DOF: Indicators in step with PH’s growth story

The Department of Finance (DOF) on Wednesday said the narrower current account deficit, coupled with solid fundamentals, augured well for the country’s growth prospects.

“The current account remains healthy with the current account deficit declining in the first quarter of 2018 compared with last year,” Finance Undersecretary and chief economist Gil S. Beltran said in an economic bulletin.

Beltran noted that in the first quarter, the current account deficit—or when the value of goods and services imported exceeded exports—narrowed to $208 million or 0.27 percent of gross domestic product (GDP) from $860 million or 1.2 percent of GDP a year ago.

“The deficit in the trade in goods balance widened by 7.2 percent to $10.4 billion, from 13.56 percent of GDP to 13.64 percent of GDP as imports rose faster than exports on account of investment goods purchased from abroad to bolster productive capacity. This allowed the economy to grow by 6.8 percent in the first quarter, one of the highest growth rates in Asia,” Beltran said.

He said the deficit was outweighed by the surplus in the trade in services and income balances, which rose by 15.33 percent to $10.18 billion, or 13.36 percent of the GDP. He said earnings from business process outsourcing (BPOs) companies, remittance inflows and investments abroad helped temper the deficit.
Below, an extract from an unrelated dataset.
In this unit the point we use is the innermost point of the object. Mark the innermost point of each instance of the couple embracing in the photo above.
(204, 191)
“Net exports of services grew by 67.6 percent from $1.77 billion to $2.96 billion. This is accounted for by earnings of BPOs and tourism less imports of services,” according to Beltran.

Also, “primary income which is accounted for by earnings of the country from placements abroad less earnings by other countries from local placements grew by 10.1 percent from $681 million to $750 million,” while “secondary income which is accounted for by remittances accruing to OFWs (overseas Filipino workers) less incomes of expatriates remitted abroad also grew by 1.4 percent from $6.4 billion to $6.5 billion.”

For Beltran, “maintaining good macroeconomic fundamentals by keeping the budget deficit manageable, keeping interest rates at the level that sustains the volume of investments and allowing the exchange rate to maintain its competitive level will enable the country to sustain economic growth in the medium-term.”